At least one junior minister is said to be ready to resign in a bid to encourage a backbench coup.

But Mr Brown’s allies believe the threat of an immediate General Election after a leadership change—which would cost many Labour MPs their seats—will save him.

The Prime Minister, battered by the resignation of a string of ministersfaces a showdown with his MPs today in a meeting of the Parliamentary Labour Party.

Ringing in their ears will be the words yesterday of Tony Blair’s close friend Lord Falconer, a former Lord Chancellor, and the most senior figure to join demands for the Premier to step down.

He said: ‘We need unity above all. Can we get unity under the current leadership? I don’t think so. The only way it can be achieved is a change of leader.’

Former Europe minister Caroline Flint, who quit last week, was reported yesterday to have called Mr Brown a ‘****ing b******’ while Hazel Blears, who also walked out, was said to be planning a devastating assault on his policy failures;

The Premier rallied Labour activists at a hastily-arranged meeting in East London, joking that although his wife Sarah was not present ‘she hasn’t resigned’.

He insisted that the public would not forgive the Government if it turned in on itself at a time when it should be tackling the recession and cleaning up Parliament.

‘What would they think of us if ever we walked away from them at a time of need?

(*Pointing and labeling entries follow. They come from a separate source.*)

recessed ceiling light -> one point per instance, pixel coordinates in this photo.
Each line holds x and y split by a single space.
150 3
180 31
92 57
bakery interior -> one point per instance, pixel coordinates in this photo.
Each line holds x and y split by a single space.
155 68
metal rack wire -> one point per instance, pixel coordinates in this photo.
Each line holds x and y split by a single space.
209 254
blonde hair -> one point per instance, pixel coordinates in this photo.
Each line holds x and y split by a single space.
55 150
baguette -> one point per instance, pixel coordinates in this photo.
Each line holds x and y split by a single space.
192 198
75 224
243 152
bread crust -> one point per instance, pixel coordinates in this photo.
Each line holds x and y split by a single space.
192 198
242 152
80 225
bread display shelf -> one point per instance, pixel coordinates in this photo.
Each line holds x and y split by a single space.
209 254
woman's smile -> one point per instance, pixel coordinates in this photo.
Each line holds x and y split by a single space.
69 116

We are sticking with them,’ Mr Brown said.

‘We have a purpose, we have a mission, we have a task ahead.’ Crucially for the Prime Minister, new Home Secretary Alan Johnson—tipped as Mr Brown’s successor—warned rebels against mounting a coup. ‘I don’t agree that regicide gives you a united party—quite the opposite,’ he said.

Lord Mandelson, who effectively became Deputy Prime Minister in last week’s emergency reshuffle after talking other ministers out of resigning, warned the rebels they had no alternative candidate.

‘It would require someone to raise the standard and say “I would do a better job”– and we don’t have that person,’ he said.

But Labour MP John McDonnell said of the European election: ‘If Labour MPs and Gordon Brown don’t get the message from these results we are finished.

‘The message is clear—we need a complete change of political direction.’

He added: ‘New Labour is being eliminated at the ballot box. People are telling us that they want the Labour Party to become a people’s party again.